Savoring life should have been a challenge for my mom, because the very same year I was born she contracted the disease that would eventually be diagnosed as lupus. The constant seizures, strokes and TIA’s that plagued her throughout my childhood may have terrified me, but they also made me savor each moment as if it were our last. It was this harsh reality that shaped us into the exceedingly happy and optimistic people we are today. Nancy Asbell can handle anything. She is about to lose her home and her garden, she lives each day in extreme pain from terrible infections, and her body is constantly attacking itself in new ways as a result of lupus. She’s in a constant balance between life and death; a minor scratch can balloon into a life threatening infection in a matter of hours. Despite her daily struggles, every conversation with this woman leaves you invigorated and inspired by her resilience and optimism. She is a wonderful breath of fresh air that makes me proud not only to be her son, but part of the human race.

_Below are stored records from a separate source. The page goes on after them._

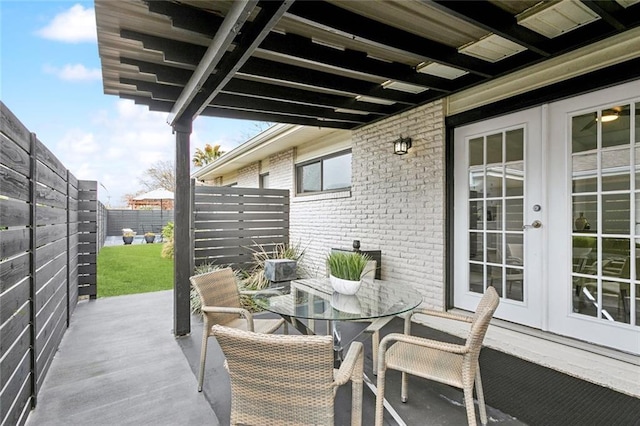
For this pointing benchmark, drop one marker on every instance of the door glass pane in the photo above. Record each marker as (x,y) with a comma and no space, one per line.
(494,148)
(476,277)
(585,169)
(602,279)
(584,132)
(585,213)
(494,182)
(514,215)
(494,215)
(616,213)
(615,170)
(617,130)
(514,179)
(476,149)
(514,140)
(476,246)
(476,220)
(476,184)
(496,210)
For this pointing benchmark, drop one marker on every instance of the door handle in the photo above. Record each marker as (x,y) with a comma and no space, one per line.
(535,224)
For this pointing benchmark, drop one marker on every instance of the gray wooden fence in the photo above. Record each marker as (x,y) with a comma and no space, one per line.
(231,224)
(140,221)
(45,227)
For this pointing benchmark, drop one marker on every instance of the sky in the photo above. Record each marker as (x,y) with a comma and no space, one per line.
(50,78)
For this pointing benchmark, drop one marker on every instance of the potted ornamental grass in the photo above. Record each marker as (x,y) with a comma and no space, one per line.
(346,271)
(127,235)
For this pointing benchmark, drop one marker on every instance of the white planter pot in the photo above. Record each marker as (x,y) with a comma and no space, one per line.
(344,286)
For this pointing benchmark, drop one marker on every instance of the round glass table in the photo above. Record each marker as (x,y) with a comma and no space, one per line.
(314,299)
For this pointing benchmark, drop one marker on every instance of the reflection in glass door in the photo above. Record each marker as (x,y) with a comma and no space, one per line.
(496,195)
(605,183)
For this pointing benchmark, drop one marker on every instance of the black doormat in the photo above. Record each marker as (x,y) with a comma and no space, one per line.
(537,395)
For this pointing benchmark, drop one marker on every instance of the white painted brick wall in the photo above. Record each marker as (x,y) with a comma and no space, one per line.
(249,176)
(396,204)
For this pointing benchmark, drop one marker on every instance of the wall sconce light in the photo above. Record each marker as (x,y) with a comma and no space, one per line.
(401,146)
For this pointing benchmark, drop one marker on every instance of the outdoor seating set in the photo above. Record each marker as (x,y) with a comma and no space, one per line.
(291,379)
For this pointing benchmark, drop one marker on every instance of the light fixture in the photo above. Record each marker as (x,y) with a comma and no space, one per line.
(608,116)
(401,146)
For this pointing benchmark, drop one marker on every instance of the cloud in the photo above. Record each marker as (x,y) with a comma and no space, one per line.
(76,25)
(74,72)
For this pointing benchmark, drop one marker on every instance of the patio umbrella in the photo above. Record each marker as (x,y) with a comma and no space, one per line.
(160,194)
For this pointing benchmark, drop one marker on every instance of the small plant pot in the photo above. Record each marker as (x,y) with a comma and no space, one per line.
(344,286)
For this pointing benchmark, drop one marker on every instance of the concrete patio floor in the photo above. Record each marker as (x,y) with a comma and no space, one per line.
(119,364)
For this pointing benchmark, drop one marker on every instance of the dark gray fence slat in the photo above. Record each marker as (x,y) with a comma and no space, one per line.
(13,128)
(16,395)
(50,215)
(241,242)
(241,233)
(48,177)
(51,197)
(203,190)
(14,213)
(49,234)
(45,156)
(50,251)
(13,271)
(232,224)
(204,225)
(255,208)
(14,156)
(14,241)
(14,185)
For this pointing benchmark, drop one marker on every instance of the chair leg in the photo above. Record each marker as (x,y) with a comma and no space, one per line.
(380,398)
(203,353)
(404,394)
(481,405)
(468,403)
(375,343)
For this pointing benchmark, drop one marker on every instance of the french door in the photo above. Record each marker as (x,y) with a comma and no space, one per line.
(499,215)
(594,249)
(547,210)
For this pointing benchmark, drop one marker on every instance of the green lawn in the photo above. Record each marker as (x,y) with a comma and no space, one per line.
(130,269)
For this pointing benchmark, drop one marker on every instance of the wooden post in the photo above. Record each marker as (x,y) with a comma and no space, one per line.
(182,230)
(35,374)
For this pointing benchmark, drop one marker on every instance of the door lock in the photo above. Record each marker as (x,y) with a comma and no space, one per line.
(535,224)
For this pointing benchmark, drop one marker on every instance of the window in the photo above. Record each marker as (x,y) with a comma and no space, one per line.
(329,173)
(264,180)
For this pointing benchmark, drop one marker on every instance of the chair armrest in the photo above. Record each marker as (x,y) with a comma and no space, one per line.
(248,316)
(420,341)
(352,365)
(447,315)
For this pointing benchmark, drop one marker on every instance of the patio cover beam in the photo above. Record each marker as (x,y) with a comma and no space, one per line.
(333,18)
(248,40)
(225,35)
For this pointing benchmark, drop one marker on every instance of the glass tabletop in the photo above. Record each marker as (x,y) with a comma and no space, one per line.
(315,299)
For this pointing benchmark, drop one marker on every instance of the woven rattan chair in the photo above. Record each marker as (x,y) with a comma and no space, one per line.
(454,365)
(220,300)
(287,380)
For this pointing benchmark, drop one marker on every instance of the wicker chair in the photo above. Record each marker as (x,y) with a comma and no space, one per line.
(454,365)
(220,300)
(287,380)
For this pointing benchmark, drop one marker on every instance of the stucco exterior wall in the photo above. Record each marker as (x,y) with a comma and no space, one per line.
(396,204)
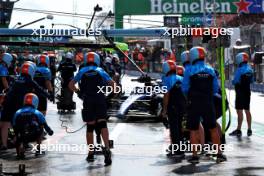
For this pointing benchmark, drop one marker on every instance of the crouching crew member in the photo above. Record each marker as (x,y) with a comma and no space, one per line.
(199,85)
(173,106)
(15,96)
(28,124)
(242,80)
(43,78)
(94,112)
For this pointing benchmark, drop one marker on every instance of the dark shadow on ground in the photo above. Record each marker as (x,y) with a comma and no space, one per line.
(246,171)
(192,169)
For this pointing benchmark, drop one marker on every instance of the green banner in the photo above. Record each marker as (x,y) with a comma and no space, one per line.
(155,7)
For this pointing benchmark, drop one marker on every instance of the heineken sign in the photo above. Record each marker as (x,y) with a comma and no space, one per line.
(184,7)
(154,7)
(180,7)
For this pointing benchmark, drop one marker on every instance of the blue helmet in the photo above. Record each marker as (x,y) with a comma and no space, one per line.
(7,58)
(69,55)
(31,99)
(168,66)
(43,60)
(30,57)
(180,70)
(197,53)
(32,63)
(92,57)
(28,69)
(185,57)
(242,58)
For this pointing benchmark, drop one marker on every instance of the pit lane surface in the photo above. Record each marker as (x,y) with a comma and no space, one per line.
(138,150)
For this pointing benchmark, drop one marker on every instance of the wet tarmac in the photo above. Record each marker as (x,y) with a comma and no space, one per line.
(139,149)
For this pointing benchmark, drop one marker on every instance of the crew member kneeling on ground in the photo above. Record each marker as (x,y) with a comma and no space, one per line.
(199,85)
(174,106)
(15,96)
(28,124)
(94,112)
(242,80)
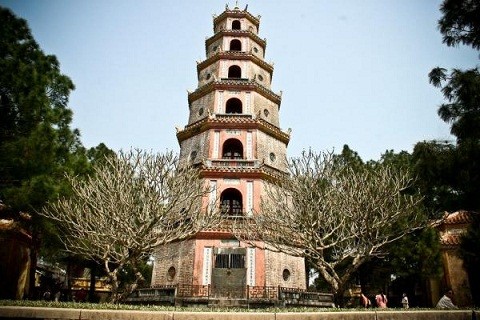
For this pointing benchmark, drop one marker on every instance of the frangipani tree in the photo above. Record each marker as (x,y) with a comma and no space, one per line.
(132,203)
(336,214)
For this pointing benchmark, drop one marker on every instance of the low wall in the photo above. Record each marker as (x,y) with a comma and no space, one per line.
(81,314)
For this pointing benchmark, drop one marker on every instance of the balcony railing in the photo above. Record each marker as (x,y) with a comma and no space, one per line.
(237,163)
(253,294)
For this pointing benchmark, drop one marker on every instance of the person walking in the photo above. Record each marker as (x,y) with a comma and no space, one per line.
(381,300)
(364,301)
(405,304)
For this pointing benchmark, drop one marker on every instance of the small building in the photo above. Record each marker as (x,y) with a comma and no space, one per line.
(451,228)
(15,243)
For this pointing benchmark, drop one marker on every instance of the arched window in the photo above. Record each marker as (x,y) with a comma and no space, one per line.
(236,25)
(231,202)
(233,105)
(232,149)
(234,72)
(235,45)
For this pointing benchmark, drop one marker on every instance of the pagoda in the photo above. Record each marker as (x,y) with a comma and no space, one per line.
(233,135)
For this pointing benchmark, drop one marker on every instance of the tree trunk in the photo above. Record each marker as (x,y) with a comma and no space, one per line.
(91,291)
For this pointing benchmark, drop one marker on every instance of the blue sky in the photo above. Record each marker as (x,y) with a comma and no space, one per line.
(351,72)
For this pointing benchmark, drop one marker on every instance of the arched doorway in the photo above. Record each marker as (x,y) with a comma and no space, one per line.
(234,72)
(233,105)
(231,202)
(232,149)
(235,45)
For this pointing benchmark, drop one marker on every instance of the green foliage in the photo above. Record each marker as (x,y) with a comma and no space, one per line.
(36,143)
(434,165)
(460,22)
(455,184)
(462,91)
(469,249)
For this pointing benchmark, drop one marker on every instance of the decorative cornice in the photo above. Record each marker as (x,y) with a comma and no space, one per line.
(235,55)
(234,84)
(264,172)
(232,122)
(237,14)
(236,33)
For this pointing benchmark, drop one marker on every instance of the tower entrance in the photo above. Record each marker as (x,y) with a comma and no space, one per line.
(229,273)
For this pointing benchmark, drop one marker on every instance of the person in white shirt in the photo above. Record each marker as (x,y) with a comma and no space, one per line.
(445,302)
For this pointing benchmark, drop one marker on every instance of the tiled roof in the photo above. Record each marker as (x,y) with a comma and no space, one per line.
(453,225)
(449,239)
(458,217)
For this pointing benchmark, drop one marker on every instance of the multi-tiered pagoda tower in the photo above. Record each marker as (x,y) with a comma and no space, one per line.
(234,136)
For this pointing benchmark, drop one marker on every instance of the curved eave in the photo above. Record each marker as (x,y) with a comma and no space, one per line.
(237,14)
(232,84)
(236,33)
(232,123)
(235,55)
(264,172)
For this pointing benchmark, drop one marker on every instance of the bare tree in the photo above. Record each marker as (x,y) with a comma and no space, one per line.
(336,214)
(132,203)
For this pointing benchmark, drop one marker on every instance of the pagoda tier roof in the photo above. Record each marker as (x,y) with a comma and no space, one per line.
(236,33)
(235,55)
(264,172)
(236,13)
(230,121)
(235,84)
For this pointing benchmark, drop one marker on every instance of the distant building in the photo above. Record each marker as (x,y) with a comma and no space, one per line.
(451,228)
(233,134)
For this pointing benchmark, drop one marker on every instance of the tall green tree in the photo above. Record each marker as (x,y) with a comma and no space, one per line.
(461,90)
(460,22)
(37,144)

Garden designers ‘borrow views’ by opening up the garden to an appealing scene in the distance, and my mother has taught me to view the world this way as well. She lives on borrowed time and borrowed views, looking beyond the most horrible circumstances to stunning vistas just around the corner. Gardening allows us to see the world in its entire splendor on a daily basis. When we can find joy and wonder in something as simple and benign as an unfurling new leaf, this cruel world suddenly becomes something softer and kinder.
Before I thought to become a writer or a gardener, I expressed myself through music and art, seeking nature on the sidewalks, drainage ditches and stacks of books. This got me into trouble sometimes. When my teacher called my mom in fumes to complain that I spit in the tadpole tank, I was lucky that my mom was so supportive. My hero! I tried to explain to the teacher that the tadpoles would die without algae and that spitting in the tank was just a last ditch effort to save them, but only my mother understood my quandary. My mom supported me as I spent peewee baseball games inspecting dandelions and butterflies while baseballs flew overhead, and she understood where I was coming from when I failed tests because I was too busy drawing.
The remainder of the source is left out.